When hypertensive diseases occur during pregnancy, secondary to abnormal placental implantation, there is a release of endogenous factors with a vasospastic effect, which leads to vasoconstriction, damage to vascular endothelial cells by oxidative stress and in consequence, to excessive wall permeability and ischaemia of peripheral tissues [8]. This causes fluid retention in the extracellular space, and leads to cytotoxic and vasogenic oedema, and finally to multiple organ failure secondary to preeclampsia. At the posterior pole of the eye, the vessels become more permeable and the external blood-retinal barrier is disrupted. In the early HDP stages, disorders occur only within the choroidal circulation, excluding retinal vessels.

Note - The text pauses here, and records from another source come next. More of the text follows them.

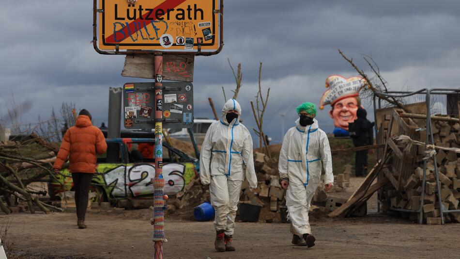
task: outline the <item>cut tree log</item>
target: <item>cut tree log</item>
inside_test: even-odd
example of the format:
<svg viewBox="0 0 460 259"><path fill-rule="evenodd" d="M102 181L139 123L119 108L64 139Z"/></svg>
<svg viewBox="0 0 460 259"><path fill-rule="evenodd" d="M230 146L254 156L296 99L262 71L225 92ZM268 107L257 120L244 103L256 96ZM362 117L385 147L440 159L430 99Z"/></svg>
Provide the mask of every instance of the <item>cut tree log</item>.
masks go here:
<svg viewBox="0 0 460 259"><path fill-rule="evenodd" d="M347 213L352 210L354 206L362 201L367 200L375 192L383 187L389 181L386 177L382 178L374 184L371 186L367 191L363 191L358 194L349 201L347 201L335 210L328 214L331 218L337 217L344 217L347 215Z"/></svg>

The serous fluid leaking from choriocapillaris accumulates beneath the neuroretina and leads to its detachment [2, 6].
Moreover, in HELLP syndrome, haemolysis causes micro-emboli in choroidal vessels, which further increases ischaemia and the formation of exudates [2]. Moreover, thromboplastin released from the placental system to the mother’s circulation activates the extrinsic coagulation system, causing disseminated intravascular coagulation [2, 5, 8]. Ischaemia causes damage to RPE cells, which lose their ability to transport ions and to reabsorption of fluid from the subretinal space. Additionally, oedema secondary to coexisting hypalbuminaemia facilitated the development of SRD. Thus, it may be claimed that SRD pathogenesis is multifactorial [2, 5]. In our case, serum albumin was low (hypoalbuminaemia), and this, together with increased capillary permeability, likely facilitated fluid accumulation in the subretinal space. Thus, this case further supports the multifactorial pathogenesis of SRD, including vascular damage, hypoalbuminaemia, and endothelial dys-function.

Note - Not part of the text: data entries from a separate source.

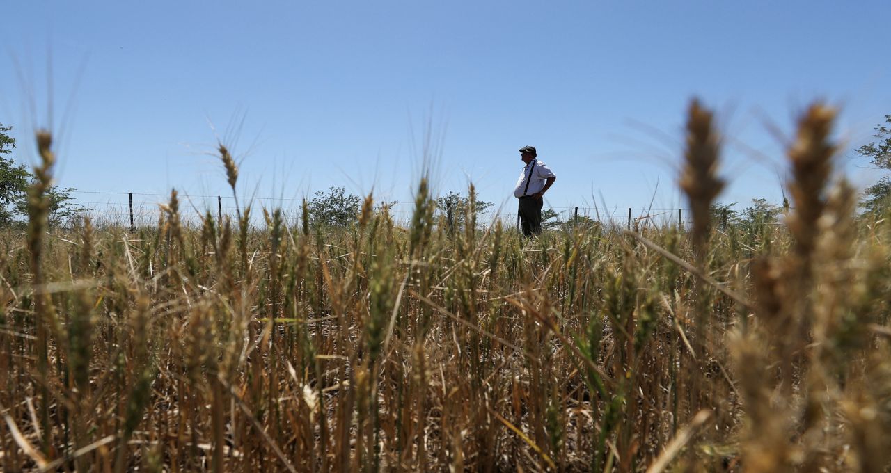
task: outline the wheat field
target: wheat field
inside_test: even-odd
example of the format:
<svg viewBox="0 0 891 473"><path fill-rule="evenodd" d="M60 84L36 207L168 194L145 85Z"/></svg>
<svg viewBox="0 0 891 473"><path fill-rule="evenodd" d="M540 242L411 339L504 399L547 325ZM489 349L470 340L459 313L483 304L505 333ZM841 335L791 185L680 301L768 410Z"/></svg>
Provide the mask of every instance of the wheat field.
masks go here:
<svg viewBox="0 0 891 473"><path fill-rule="evenodd" d="M241 201L187 225L0 230L4 471L886 471L887 224L802 113L783 224L716 225L697 102L692 225L346 228ZM219 158L233 190L238 167ZM470 189L472 208L473 189ZM236 196L237 197L237 196ZM262 213L266 224L250 225Z"/></svg>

Management of SRD involves prompt treatment of the underlying cause, most commonly preeclampsia and, when present, the HELLP syndrome. The adopted standard procedure included antihypertensive treatment, the use of magnesium sulfate as seizure prophylaxis, and immediate termination of pregnancy, regardless of gestational age (in most cases by way of caesarean section) [9]. In our patient, the adopted strategy included antihypertensive therapy, magnesium sulfate and systemic corticosteroids, and termination of pregnancy had already occurred, which allowed for a focused conservative treatment.
Although systemic steroid therapy is sometimes mentioned in the literature, its effectiveness remains uncertain [9]. In this case, prednisone (Encorton) was used, and progressive improvement in visual acuity and resolution of SRD was observed over time. This suggests potential benefit, although causality cannot be definitively established.

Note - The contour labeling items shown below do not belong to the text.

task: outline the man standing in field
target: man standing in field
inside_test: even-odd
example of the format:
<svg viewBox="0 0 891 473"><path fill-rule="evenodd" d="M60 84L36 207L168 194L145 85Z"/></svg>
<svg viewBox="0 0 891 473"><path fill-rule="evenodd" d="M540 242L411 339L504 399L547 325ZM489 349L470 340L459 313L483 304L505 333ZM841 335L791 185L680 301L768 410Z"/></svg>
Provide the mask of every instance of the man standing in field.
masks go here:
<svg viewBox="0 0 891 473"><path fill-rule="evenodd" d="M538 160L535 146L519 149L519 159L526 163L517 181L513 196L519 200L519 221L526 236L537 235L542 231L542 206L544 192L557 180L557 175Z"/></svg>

The prognosis regarding visual acuity in this group of patients is generally good. Changes at the posterior pole of the eye regress spontaneously in most cases. It has been reported that complete reabsorption of subretinal fluid and restoration of visual acuity typically occur within 1 to 12 weeks [10]. In the presented case, full regression of SRD and return to baseline visual acuity occurred within 5 weeks, which is consistent with literature data. Best-corrected visual acuity of 1.0 was achieved in both eyes, and no structural abnormalities were seen on follow-up OCT.
CONCLUSIONS
Conditions involving increased blood pressure during pregnancy often result in abnormalities at the posterior pole of the eye. Most of them spontaneously and completely regress when the patient’s general condition is stabilized. Vision disorders in females of childbearing potential, and especially in females with confirmed pregnancy require immediate control of blood pressure and urgent obstetric control. It must be remembered that vision disorders may be the first symptom of developing preeclampsia, which is a serious threat to the life and health of the woman and her child.